Johannes' farm was situated at a point near where the boundary line of Montgomery Co. joins that of Herkimer Co. at E. Canada Creek. (S 0 K). History of Southern N.Y. and Hudson River Valley, compiled by Cuyler Reynolds and pub. 1914 gives, "October 19-1780 the battle of Stone Arabia took place in the morning and the battle of Klock's Field in the afternoon. The force that took the field on both sides at Klock's Field was the largest which arrayed itself for battle on any one Revolutionary War field in the Mohawk Valley. After Stone Arabia battle 25 or 30 Americans were buried in open trench near Ft. Paris, a mile north of Stone Arabia. John (Johannes) Klock drew the bodies of Col. Brown's men thither on a sled tho' no snow on the ground". Simms, in "Frontiersmen of N.Y." says "I learned from Geo. M. Bauder, Esq., son of Michael, a ranger in the Revolution, where this burial took place". Michael's mother Magdalena (Lana) was dau of John (Johannes) and she watched the burial, After the war, Johannes moved to Oppenheim, Fulton Co., east side of Canada Creek, two miles up from the Mohawk Valley turnpike.
Johannes was a member of the 2nd Reg't Tryon Co., N.Y. Militia.
In his father's will, Johannes was given - quote - "50 acres of land lying at Stonraby, 50 acres of woodland, situated and lying at Stonraby, 5 pounds in money, and I make and ordain him as my sole executor of this, my last will and testament".

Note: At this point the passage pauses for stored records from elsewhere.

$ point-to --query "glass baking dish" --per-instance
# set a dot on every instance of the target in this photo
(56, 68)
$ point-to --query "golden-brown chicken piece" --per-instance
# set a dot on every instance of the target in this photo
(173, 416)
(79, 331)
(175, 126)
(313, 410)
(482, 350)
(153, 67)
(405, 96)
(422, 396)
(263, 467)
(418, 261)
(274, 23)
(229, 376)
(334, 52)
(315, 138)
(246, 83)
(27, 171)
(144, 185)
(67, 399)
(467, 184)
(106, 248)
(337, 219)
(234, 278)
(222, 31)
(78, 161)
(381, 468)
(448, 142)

53. 1. Johannes Thomas b 1761 bp 1-24-1761 Sprs: Johan Thomas Schumacher and Hans Hendrick's ledige tochter (unm dau). (Dut Ref Ch S A). Not mentioned in father's will.
54. 11., Magdalena (Lana) b 1-20-1762 Sprs: Magdalena & Johannes Bellinger (S A). d 4-22-1838 (S 0 K has b 8-21-1762).

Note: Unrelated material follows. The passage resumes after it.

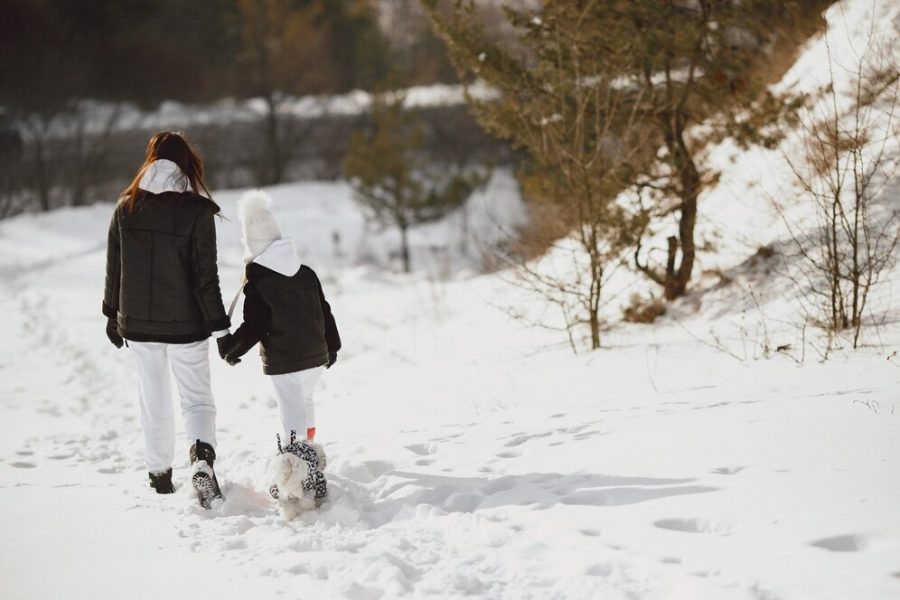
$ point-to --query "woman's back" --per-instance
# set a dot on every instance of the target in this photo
(167, 279)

m Michael M. Bauder(b 1-14-1762 d 12-28-1822). Both bur back of Trinity Lutheran Ch Stone Arabia. Magdalena watched the burial of American soldiers by her father Johannes, after battle of Stone Arabia. Michael was brother of Barbara who m 56 George I. List of ch from Albany Library.
ch: SURNAME BAUDER
54 A. George M. b 4-24-1785 d 12-8-1881 m Elizabeth Suits(b 1786 d 1874).

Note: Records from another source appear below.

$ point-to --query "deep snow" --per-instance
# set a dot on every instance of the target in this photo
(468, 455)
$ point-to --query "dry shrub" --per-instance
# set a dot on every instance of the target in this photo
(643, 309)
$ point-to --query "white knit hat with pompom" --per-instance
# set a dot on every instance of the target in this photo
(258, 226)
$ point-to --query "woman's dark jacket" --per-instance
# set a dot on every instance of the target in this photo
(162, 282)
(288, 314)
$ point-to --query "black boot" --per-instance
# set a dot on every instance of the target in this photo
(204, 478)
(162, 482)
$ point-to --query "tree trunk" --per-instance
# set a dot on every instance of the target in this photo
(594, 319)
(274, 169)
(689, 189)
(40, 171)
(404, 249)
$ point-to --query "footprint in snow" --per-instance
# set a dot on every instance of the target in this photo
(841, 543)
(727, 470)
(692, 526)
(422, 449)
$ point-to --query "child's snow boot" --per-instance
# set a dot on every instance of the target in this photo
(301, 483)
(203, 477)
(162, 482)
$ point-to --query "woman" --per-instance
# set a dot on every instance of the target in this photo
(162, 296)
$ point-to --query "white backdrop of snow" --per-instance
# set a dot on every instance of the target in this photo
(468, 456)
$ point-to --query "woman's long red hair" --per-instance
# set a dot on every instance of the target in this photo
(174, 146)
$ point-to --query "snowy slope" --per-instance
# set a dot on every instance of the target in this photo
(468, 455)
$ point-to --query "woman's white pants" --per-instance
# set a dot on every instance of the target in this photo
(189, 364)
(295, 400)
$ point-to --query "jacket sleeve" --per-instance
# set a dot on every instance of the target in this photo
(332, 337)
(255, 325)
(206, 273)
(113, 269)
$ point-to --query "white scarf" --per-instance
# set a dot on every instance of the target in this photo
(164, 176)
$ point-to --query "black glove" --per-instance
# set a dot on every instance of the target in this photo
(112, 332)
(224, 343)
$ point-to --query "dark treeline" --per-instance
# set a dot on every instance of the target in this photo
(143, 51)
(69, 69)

54 B. Michael M. Jr. b 10-28-1789 d 4-23-1860 m Eva Schults(b 1804 d 1893).
54 c. Elizabeth
54 D. Margaret,
54 E. Mary
55. IlI. Johannes b 12-15-bp 12-25-1764 Sprs-. Johannes & ElizabethKlock (S A). Not mentioned in father's will
56. IV. George I.**
*This name spelled Klock although his father 2. Honorich, Jr. (2). Used the Clock spelling.